I am currently not sure if it is faster to call cpuid repeatedly or just once - mainly because the memory access to the stored value could take longer than a few assembly instructions. Here is a test I wrote to make a rectangle-rotation function SIMD-optimized, with a fallback function. The main point is that I am now doing the SIMD test manually, but only once per vector (instead of once per element).

Also, my main point about auto-vectorizing functions spares roughly 3 - 5 assembly instructions per function, but the rest of the assembly instructions are the same, so there is a large overhead in code bloat. This could maybe solved with extra labels (in LLVM), but that is more wishful thinking than reality.
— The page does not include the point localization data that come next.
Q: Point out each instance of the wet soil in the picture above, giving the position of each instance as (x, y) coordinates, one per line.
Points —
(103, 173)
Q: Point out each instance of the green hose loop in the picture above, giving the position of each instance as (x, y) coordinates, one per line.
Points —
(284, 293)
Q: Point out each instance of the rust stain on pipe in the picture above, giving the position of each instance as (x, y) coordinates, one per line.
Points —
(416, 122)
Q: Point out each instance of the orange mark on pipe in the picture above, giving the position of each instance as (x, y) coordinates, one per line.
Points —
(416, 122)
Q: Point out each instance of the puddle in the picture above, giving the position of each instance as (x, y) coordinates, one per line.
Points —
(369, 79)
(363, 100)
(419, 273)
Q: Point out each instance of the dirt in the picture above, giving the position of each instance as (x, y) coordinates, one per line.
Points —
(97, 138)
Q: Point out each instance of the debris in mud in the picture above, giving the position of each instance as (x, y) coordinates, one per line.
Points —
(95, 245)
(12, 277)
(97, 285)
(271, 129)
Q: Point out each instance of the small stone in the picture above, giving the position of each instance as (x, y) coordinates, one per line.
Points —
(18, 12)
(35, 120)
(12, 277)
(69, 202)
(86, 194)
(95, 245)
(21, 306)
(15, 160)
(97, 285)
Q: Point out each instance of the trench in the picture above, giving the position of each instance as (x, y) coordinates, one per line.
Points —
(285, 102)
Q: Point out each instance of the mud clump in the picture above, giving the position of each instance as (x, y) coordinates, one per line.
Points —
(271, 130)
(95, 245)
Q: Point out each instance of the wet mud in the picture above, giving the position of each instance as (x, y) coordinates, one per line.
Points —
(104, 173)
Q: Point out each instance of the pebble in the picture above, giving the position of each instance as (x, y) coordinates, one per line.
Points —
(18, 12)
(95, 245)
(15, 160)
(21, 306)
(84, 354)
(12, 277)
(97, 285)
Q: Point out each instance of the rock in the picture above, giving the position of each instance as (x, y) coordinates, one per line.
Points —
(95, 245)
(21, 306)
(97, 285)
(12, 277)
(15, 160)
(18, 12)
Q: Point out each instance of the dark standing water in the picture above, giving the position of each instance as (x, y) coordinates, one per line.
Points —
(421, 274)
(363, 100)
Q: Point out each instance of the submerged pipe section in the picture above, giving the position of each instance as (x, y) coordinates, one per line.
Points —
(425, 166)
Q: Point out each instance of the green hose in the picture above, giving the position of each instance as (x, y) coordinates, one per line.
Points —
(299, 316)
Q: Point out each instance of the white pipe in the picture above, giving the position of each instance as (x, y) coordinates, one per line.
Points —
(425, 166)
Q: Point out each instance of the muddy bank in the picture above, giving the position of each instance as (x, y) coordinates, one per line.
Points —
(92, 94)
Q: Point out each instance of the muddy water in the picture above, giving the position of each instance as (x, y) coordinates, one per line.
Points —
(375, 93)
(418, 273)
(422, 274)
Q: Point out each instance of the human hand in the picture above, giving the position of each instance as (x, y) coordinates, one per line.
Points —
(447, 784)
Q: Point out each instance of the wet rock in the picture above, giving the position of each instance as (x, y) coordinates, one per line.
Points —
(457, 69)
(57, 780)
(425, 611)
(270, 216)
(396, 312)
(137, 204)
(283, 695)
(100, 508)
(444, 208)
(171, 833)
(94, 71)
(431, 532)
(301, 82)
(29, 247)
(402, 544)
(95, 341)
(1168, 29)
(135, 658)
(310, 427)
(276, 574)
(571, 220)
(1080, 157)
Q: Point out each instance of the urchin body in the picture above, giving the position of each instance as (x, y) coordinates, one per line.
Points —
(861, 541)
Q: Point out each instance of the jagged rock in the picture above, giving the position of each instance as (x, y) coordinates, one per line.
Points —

So it’s true that you can do runtime SIMD detection, but you have to do it manually anyways to be effective, so the automatic vectorization I proposed is more or less pointless.


#16

Sorry, I missed that until now, see comment there.

Well, it doesn’t really access a stored value other than the function pointer, so no more overhead than calling a function from a shared library.


#17

Note that GCC uses IFUNCs on targets which support them, so calls to target clones turn into indirect function calls, without a run-time check after the implementing function has been patched in (either as the result of lazy binding, or during initial relocation with BIND_NOW).